Melissa Houghton

  • What are the benefits of bike riding in moving people around in Tasmania

Bicycling and bike friendly cities bring a wealth of benefits to individuals and their communities.

The Greens commitment to seeing Tasmania transform to a bike friendly state is not just because riding a bike brings so many benefits – not just to the individual riding, but to the very fabric of cities and towns themselves.

Riding a bike, or just living in a bike friendly city, brings many health benefits. Australia has someone of the highest levels of physical inactivity in the world.

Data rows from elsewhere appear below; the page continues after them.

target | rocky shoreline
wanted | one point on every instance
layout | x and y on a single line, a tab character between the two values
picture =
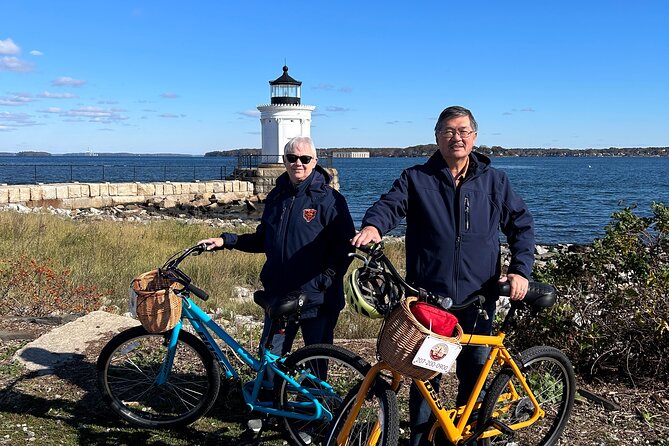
235	214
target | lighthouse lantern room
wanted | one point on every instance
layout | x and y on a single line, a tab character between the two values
284	118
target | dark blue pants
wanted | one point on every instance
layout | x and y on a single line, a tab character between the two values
317	328
468	367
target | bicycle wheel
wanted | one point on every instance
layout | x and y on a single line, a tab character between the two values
127	369
549	374
341	369
377	422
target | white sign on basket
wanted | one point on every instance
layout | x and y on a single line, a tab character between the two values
436	354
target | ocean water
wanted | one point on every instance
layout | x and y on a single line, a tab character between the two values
571	198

Riding a bike not only improves physical fitness and mental wellbeing – studies have shown that children who are fit and healthy do better at school and regular bicycle riders take one less sick day per year than non-riders on average.

Bike riding also improves reduces traffic congestion, benefiting the local economy and improving the liveability of our cities and towns.

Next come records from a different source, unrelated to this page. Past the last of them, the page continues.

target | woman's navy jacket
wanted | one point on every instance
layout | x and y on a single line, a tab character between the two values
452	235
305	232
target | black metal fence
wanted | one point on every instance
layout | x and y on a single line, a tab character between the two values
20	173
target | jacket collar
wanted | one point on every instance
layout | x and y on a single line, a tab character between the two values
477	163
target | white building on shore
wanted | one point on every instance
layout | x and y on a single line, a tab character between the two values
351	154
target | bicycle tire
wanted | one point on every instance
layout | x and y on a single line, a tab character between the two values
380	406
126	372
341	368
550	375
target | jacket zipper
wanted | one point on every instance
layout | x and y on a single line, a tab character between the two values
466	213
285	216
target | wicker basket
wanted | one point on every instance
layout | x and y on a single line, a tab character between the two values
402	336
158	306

Bike friendly cities have cleaner air and less noise, water and carbon pollution.

When all these factors are combined, the benefits of bike riding are made very clear.

  • What are your policies to encourage bike riding in Tasmania?

Cyclists and high speed motorised traffic just don’t mix.  Building dedicated bike lanes and paths and upgrading intersections so that cars and bikes no longer compete for road space is crucial in developing bike friendly cities.

The Greens believe in greater federal government funding for bicycle infrastructure to

We want to see best practice rules for bicycle infrastructure implemented, such as:

  • The degree of separation should increase as traffic volume and speed increases
  • Bike lanes should be highly visible and of consistent treatment; and
  • Intersections, roundabouts and traffic lights should have bike friendly road treatments and bike lanes should be clearly marked across minor intersections and potential conflict points.

The Greens also support initiatives such as building safe bike routes to schools, to get kids riding early and keeping them riding throughout their life, better co-ordination with other public transport infrastructure, bike hire schemes and education and promotion programs to encourage riding.

  • Will you pledge to increase bike infrastructure in your local community, if elected?

I am passionate about Cycling and Mountain Biking and see great potential to encourage more bike infrastructure in Braddon for local and tourism benefit.

  • If elected, will you facilitate the North West Coastal Pathway, and what other bike Infrastructure projects do you intend to implement?

Yes.  I am strong supporter of the NW cycle-way to connect communities and encourage physical activity in local people.  I also believe this bring wealth to our area, as seen by similar projects in New Zealand where I spent a lot of time biking. Low impact projects such as the west coast bike trail in New Zealand are bringing valuable tourist dollars to rural areas and revitalizing small villages.  I foresee a similar benefits here on the NW coast.

I would also like to see emphasis on the state's Mountain Biking Plan ('Mountain-Biking in Tasmania: A summary of current trends and future opportunities) and promotion of the Tasmania Trail. Mountain biking is a great way of appreciating the outdoors, and also encouraging tourism.

  • How is the population motivated to use bicycles instead of cars? How will you promote cycling as an attractive form of transportation?

By building bike friendly infrastructure and dedicated bike lanes, commuters can be motivated to use bicycles instead of cars. Combined with education programs and schemes like bike share initiatives this will ensure bike riding is considered an alternative form of transport.

The Greens are strong supporters of the Amy Gillett Foundation’s national ‘a metre matters’ campaign. Greens MP’s across the country have taken action and moved Bills that will require cars to give at least 1 metre overtaking distance when passing cyclists.

  • The most recent survey by the Australian Sports Commission indicated that men were two and a Half times more likely to commute by bicycle than women. Why do you believe this is, and what Is your strategy to encourage women to cycle?   

There have been a number of studies and surveys conducted about women and cycling, including a recent study by the Heart Foundation in 2013 (

When asked to name barriers to riding, women surveyed often raise “traffic and aggression from other road users” as a reason why they ride less than they would like.

Other safety concerns amongst women in relation to cycling involve traffic and cars, with the speed and volume of cars and trucks, as well as distracted drivers, being the major safety concerns.

Due to these factors, women feel that dedicated bike paths would entice them to cycle more frequently. The Greens plan to build dedicated bike infrastructure, constructed using best practise rules, would alleviate safety concerns and encourage women to cycle more.